Meski pencahayaan lampu di sini tidak terlalu terang, tapi aku yakin cowok itu pasti menyadari diriku yang sedang menangis. Dia duduk di sebelahku, agak jauh tapinya.

"Kok sendirian? Gak sama yang lain?"

Kamu bercanda? Memangnya kamu tidak sadar kalau teman-teman seekskulmu itu begitu membenciku? Tapi aku hanya menjawab, "Lagi pengen sendiri dulu."

Aku tidak tahu apa Ihsan memang tidak menyadari kondisiku sekarang atau dia berusaha tidak membahas itu. "Eng, gak bareng Cakra?"

Hah?

"Aku tadi liat dia di sana. Liatin kamu dari jauh."

Oh.

Berusaha tidak berlebihan dalam berekspresi, aku segera membalas, "Ya udah. Abain aja."

Abain.

Acara keliling-keliling pun akhirnya dimulai. Para anak kelas 10 dibangunkan secara mendadak pada pukul 12 malam. Sementara para kakak kelas sudah bersiap di posnya masing-masing.

Aku kebagian menjaga di dekat perpustakaan. Berdua dengan seorang perempuan yang membenciku juga. Alhasil, suasana canggung pun tercipta. Sepanjang menunggu anak-anak kemari juga, tidak ada percakapan apa pun yang terdengar.
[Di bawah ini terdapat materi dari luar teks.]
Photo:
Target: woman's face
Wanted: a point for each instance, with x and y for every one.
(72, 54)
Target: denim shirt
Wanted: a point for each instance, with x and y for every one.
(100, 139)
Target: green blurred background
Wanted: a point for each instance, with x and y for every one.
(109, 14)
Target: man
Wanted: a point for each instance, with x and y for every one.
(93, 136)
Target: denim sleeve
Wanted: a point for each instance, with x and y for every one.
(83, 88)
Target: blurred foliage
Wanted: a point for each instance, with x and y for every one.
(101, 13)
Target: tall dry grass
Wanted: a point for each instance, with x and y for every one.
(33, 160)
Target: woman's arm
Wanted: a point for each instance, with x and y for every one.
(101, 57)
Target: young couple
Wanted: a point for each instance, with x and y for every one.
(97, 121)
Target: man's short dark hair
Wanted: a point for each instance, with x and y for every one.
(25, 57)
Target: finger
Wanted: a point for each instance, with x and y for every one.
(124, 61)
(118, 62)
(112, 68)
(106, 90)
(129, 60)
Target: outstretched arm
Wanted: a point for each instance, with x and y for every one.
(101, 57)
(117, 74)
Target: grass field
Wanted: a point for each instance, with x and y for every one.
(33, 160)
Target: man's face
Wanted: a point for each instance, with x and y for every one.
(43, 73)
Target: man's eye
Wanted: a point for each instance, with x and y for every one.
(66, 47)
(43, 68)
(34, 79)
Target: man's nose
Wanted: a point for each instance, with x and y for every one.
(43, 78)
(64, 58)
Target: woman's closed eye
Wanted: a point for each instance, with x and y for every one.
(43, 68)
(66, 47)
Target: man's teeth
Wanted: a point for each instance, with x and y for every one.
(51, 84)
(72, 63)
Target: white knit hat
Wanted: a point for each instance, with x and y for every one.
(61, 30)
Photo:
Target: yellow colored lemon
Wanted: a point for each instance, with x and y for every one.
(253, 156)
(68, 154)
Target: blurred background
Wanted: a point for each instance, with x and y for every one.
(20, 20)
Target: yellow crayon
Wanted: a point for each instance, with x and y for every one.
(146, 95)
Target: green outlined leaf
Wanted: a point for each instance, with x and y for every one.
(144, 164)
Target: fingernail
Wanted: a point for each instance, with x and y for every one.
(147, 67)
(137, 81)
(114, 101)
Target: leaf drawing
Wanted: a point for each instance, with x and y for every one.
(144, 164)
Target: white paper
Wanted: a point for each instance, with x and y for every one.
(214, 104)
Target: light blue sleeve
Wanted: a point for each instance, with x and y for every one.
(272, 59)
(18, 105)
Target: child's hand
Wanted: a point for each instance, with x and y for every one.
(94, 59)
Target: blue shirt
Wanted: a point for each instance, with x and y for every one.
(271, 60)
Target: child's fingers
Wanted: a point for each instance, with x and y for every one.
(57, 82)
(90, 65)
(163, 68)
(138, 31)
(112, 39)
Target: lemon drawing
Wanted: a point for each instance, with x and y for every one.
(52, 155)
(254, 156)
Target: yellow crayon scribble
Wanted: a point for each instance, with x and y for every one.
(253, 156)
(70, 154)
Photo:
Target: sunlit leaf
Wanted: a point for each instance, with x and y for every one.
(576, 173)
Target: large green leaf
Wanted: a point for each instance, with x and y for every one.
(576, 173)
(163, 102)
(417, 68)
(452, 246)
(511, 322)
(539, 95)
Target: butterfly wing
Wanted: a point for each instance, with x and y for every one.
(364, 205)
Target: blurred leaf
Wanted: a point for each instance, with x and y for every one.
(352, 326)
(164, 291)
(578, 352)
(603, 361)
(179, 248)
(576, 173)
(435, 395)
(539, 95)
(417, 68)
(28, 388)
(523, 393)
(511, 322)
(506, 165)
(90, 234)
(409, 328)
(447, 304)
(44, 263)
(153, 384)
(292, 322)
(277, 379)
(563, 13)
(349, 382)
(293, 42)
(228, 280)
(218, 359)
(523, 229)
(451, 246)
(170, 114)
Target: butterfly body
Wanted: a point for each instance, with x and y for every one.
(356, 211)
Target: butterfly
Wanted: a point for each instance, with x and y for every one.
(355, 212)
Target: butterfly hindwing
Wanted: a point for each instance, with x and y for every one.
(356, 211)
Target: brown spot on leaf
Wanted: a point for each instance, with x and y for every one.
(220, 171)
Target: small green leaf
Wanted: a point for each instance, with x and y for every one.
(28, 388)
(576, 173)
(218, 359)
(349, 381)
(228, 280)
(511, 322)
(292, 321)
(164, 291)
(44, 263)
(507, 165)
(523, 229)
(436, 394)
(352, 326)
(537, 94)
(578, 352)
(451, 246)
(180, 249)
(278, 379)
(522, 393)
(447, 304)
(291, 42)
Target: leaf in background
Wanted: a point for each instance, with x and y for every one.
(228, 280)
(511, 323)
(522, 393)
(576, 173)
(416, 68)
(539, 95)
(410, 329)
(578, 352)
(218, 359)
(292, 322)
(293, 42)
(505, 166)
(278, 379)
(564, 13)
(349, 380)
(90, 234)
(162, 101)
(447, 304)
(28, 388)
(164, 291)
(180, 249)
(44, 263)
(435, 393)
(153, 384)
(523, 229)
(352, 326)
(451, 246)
Sinar lampu di sini sama gelapnya dengan yang di depan laboratorium kimia, mengharuskan kami berdua menggunakan senter. Dan yang dinanti pun tiba. Satu-persatu kelompok adik kelas, muncul di hadapan kami secara bergantian.

Tapi di tengah jalan, aku diminta pindah ke pos lain. Katanya ada anak kelas 11 yang pingsan, membuat formasi pos terpaksa harus ditukar.

Lagi-lagi aku yang direpotkan. Kenapa tidak dia saja yang disuruh pindah? Oh ya, anak baru 'kan harus ngalah. Selalu menjadi pesuruh dan cadangan.

Aku berjalan lambat menuju pos satpam, tempat yang katanya harus kudatangi. Dan tak lama kemudian, senter di tanganku mendadak meredup. Aku mulai gelisah. Ini masih setengah perjalanan. Oh, bagaimana aku akan menuju ke sana.

Sekelilingku gelap, tidak ada suara apa pun yang terdengar. Aku ketakutan.

Ini ... tengah malam, 'kan? Ke mana orang-orang?

Sekelebat angin tiba-tiba menembus kulitku. Bulu kudukku langsung berdiri, diiringi dengan tubuhku yang bergetar hebat.

Aku berjongkok, menutup kedua telinga dengan tangan.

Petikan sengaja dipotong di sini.